Good things to track from the JVM include CPU/Memory, thread and class counts and garbage collection metrics.

Finally we can add charts for the Corda specific metrics. The Corda application metrics focus on the flow framework allowing you to check the number of started, inflight and finished flows. This will tell you if flows are failing to complete which can point to problems with the Cordapps you are running on your node. We will be adding more application metrics to Corda in subsequent releases.

This should give you enough to get started with monitoring of Corda in production, but we are only just scratching the surface of a proper monitoring setup here.

Next Steps

1, Read chapter 6 of “Site Reliability Engineering” on “Monitoring Distributed Systems” for a great background discussion on monitoring and alerting in production.

2, Set up uptime checks with a black box provider such as Pingdom or Catchpoint.

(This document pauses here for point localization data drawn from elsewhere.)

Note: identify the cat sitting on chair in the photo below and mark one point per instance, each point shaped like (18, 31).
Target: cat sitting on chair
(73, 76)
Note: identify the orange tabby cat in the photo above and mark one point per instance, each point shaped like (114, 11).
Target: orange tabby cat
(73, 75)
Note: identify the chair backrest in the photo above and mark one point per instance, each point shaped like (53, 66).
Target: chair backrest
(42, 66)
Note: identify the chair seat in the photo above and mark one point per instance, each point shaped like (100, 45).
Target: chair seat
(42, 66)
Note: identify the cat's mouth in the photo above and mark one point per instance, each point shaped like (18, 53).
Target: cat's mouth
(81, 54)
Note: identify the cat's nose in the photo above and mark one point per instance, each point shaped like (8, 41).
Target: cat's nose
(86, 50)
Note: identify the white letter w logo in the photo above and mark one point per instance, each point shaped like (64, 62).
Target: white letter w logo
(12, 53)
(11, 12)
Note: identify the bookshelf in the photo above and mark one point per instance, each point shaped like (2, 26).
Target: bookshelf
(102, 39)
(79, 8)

These services will also integrate with Datadog and other monitoring services.

This uses a TCP check like we configured earlier but from a network of remote locations. You can specify specific locations for originating checks. These services can also measure latency from specific locations. (Note that these are paid-for services. As an alternative you can configure a TCP check as we did previously from a different machine in a remote location.)

3, Set up logging. Monitoring is just one aspect of comprehensive production coverage. When a problem is detected it is important that the appropriate logs are being collected and exported for debugging and investigation purposes.